L'hôtel Ivoire a, par la suite, été le symbole de la "décote" du pays. Vieillisant à vue d'oeil. Pourrissant de l'intérieur. Comme celles de tous les barons du PDCI, sa piscine a été vidée. Beaucoup d'articles de journalistes étrangers ont décrit ce spectacle affligeant, comme pour planter le décor.
Puis, il y a eu novembre 2004 et les "événements". Il y a eu "la victoire aux mains nues" (pour reprendre le titre du documentaire engagé de Sidiki Bakaba) des patriotes ivoiriens sur les soldats de la force Licorne, le sang, les larmes mêlées à un sentiment de dignité retrouvée. Parabole de la mort et de la résurrection ?
En tout cas, dès ce lundi, l'hôtel Ivoire se refait une beauté. Il entame sa mue, pour prendre un nouveau visage. Le grand hall ferme ses portes pour deux ans. La tour dont la construction avait été engagée pour le sommet de l'Union postale universelle (UPU), dont l'organisation avait été attribuée à un autre pays pour cause de guerre, et qui donnait jusqu'ici la triste impression de chantier avorté, sera achevée.

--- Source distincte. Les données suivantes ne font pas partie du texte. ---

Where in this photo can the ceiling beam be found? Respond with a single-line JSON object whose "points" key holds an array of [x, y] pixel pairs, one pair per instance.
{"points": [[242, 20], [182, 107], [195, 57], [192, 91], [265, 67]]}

Après de longues tractations, c'est visiblement PFO, l'entreprise de l'architecte ivoiro-libanais Pierre Fakhoury, qui a été choisie pour les travaux de rénovation. Pierre Fakhoury, le bâtisseur de la basilique de Yamoussoukro et du futur palais présidentiel, symbole de l'houphouétisme triomphant et néo-fidèle de Laurent Gbagbo... Double figure de la gloire de la "première maison" et de celle de la deuxième ? Preuve du "retour de l'ancien" après la Résistance et ses tourments ? A chacun de choisir. En tout cas, l'hôtel Ivoire prendra un coup de neuf, et nous attendons impatiemment le visage qu'il présentera en 2010.